• Tuesday, April 16, 2024

SRI LANKA

Global executions at lowest level in a decade: Amnesty

The five-year terms of the seven out of the nine councils have ended and are now due to hold elections.

By: LekshmiSajeev

Executions fell worldwide by nearly a third last year to their lowest levels in at least a decade, but several countries recorded a rise, Amnesty International said on Wednesday (3).

Sri Lanka is one of the countries which recorded a rise in death penalties.

Use of the death penalty dropped in Iran — by an eye-popping 50 per cent, following a change to its anti-narcotics laws — Iraq, Pakistan and Somalia, the rights group found in its annual review.

But it rose in Belarus, Japan, Singapore, South Sudan and the United States, while Thailand resumed executions for the first time in a decade and Sri Lanka threatened to follow suit.

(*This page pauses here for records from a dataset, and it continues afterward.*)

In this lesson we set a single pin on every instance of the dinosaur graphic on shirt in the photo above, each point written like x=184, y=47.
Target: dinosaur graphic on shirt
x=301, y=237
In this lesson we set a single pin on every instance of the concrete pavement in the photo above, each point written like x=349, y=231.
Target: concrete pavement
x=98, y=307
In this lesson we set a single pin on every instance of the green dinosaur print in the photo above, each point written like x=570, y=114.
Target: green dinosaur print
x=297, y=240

“Despite regressive steps from some, the number of executions carried out by several of the worst perpetrators has fallen significantly,” said Kumi Naidoo, Amnesty International’s secretary general.

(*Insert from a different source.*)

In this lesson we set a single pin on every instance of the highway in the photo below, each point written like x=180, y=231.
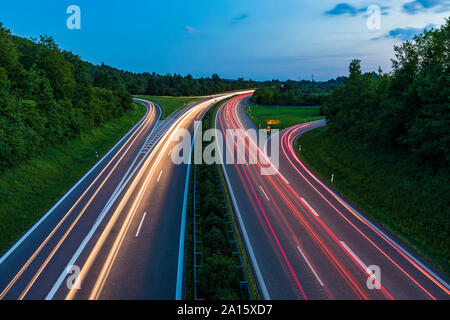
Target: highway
x=118, y=229
x=305, y=241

He added the “dramatic” drop globally proved that “even the most unlikely countries are starting to change their ways and realise the death penalty is not the answer”.

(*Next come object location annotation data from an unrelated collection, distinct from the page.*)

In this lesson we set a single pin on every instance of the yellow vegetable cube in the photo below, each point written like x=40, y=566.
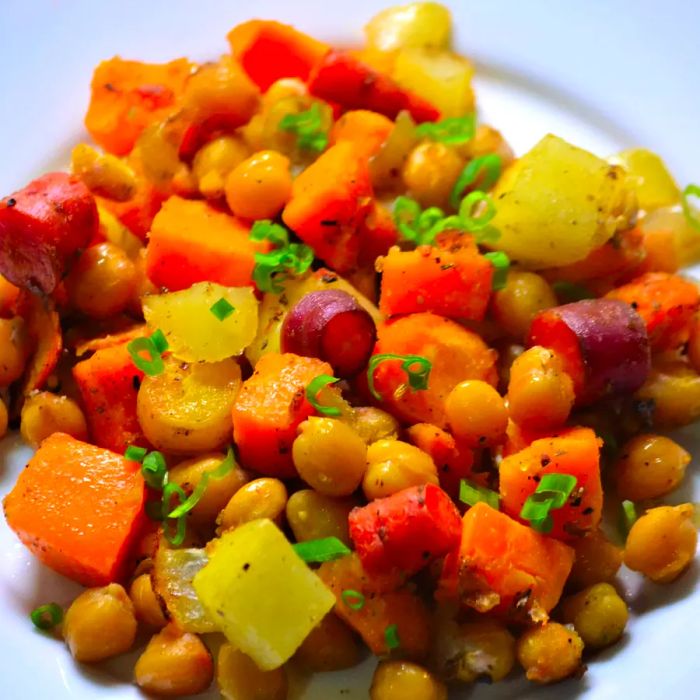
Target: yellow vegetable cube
x=557, y=203
x=648, y=175
x=441, y=77
x=194, y=331
x=417, y=25
x=261, y=595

“This is a hopeful indication that it’s only a matter of time before this cruel punishment is consigned to history, where it belongs,” Naidoo said.

In total, death penalty figures fell around the world from at least 993 in 2017, to at least 690 last year.

Amnesty’s count excludes China — the world’s top executioner — where the numbers are classified as a state secret.

The organisation estimates thousands of people are sentenced to death and executed there every year.

Iran (253), Saudi Arabia (149), Vietnam (at least 85) and Iraq (at least 52) were the other countries that resorted to the death penalty most in 2018.